Asher wondered what it was he did see, veiled behind those lowered eyelids. Certainly something. “What are your theories on this?”
“I’m paying you for yours.”
Asher’s mouth quirked with irritation. “There are things you aren’t telling me.”
“Many of them,” the vampire agreed evenly, and Asher sighed and abandoned that tack.

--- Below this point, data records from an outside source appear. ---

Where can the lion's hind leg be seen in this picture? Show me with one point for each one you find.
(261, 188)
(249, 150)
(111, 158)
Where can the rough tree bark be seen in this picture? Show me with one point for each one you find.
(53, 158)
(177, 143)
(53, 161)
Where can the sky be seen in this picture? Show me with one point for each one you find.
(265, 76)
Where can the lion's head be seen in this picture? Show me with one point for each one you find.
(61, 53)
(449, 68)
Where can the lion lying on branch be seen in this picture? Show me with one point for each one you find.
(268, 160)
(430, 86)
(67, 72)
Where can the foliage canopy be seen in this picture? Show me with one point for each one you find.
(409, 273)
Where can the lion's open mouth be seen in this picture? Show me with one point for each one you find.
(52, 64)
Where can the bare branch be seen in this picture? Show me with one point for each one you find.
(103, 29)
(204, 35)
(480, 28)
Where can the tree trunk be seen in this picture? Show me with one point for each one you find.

“Did she play with her victims?”
“Yes.” Disdain glinted along the edge of his tone. A vulgar Cockney, Asher thought, amused; scarcely to the taste of this fastidious hidalgo from the court of Philip II. “She liked rich young men. She would play them along for weeks, sometimes, meeting them places, letting them take her to supper—since one seldom actually watches one’s dinner partner eat, it is a simple enough illusion to maintain—or to the theater or the opera, not that she had the slightest interest in music, you understand. She could not make of them a steady diet—like the rest of us, she subsisted chiefly upon the city’s poor. But she enjoyed the knowledge that these silly youths were entertaining their own killer, falling in love with her. It pleased her to make them do so. She savored the terror in their eyes when they finally saw the fangs. Many vampires do.”
“Do you?”
Don Simon turned away, a flicker of tired distaste in his eyes. “There was a time when I did. Are we finished here?”
“For now.” Asher straightened up. “I may come back in the daylight, when there’s more chance of seeing something. Where were her rooms?” When Ysidro hesitated, he insisted, “She can’t have strung her suitors along for centuries wearing just the one dress.” He held up the latchkey he had taken from the ashes.
“No.” The vampire drifted ahead of him across the narrow vault and mounted the steps while Asher thrust closed the iron-sheeted vault door behind them. The areaway around it was thick with leaves, though they had been swept away time and again by the opening of the door: it had been thirty years since the Branhame family had died out, leaving their tomb to those who slept and the one who, up until the night before last, had not. The air outside was foggy and still. The vampire’s caped greatcoat hung about his slender form in folds, like the sculpted cloak of a statue. His head was bare; his eyes were hooded pits of gleaming shadow. “No, and Lotta was one of those women who saw immortality in terms of an unlimited wardrobe.